Bristol Bears, Head of Strength and Conditioning

"We're on our phones 24/7. I had about 2,000 messages on Tuesday.

"We want the players to be okay, so they check in with the medical team to ensure they're symptom free and that everyone in their home is healthy as well. They do that seven days a week.

"Myself and the head of medical, we categorised the players. So you have players who are completely healthy and who maybe live by themselves and the players who are healthy and live with others. Then you have players who have been symptomatic of some sort and have been cleared. They're in a different group again, and then you have a group who have maybe picked up something like a cough or a cold. We're not sure what that might be.

Maintaining power work, for example, is a challenge as you're going to lose pretty much straight away if you don't get that stimulus every seven to 10 days. So we're running three days a week all on a scheduled time and then they'll lift weights immediately afterwards with their allocated gym equipment. We also look to rugby conditioning work on a Friday at the moment which focuses on getting up and down off the ground because there's an absence of collisions.

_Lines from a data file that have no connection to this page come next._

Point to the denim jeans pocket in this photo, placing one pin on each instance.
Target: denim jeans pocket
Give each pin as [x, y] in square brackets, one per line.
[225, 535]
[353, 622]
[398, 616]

"When the social distancing was brought in, it was a race against time to get supplies. For example, all the players had to be given their GPS units and we needed a company to ship us 50 cables so the players could charge their units. With the guys using Wattbikes, we run everything via the app. The players have their own individual profiles, and they just send the session direct to us, and we look at their metres and calorie cost there.

"One of the big things that obviously gets driven by Pat Lam is keeping each other right as best we can. We have team manager Nick Fenton Wells looking into continuing professional development opportunities for guys."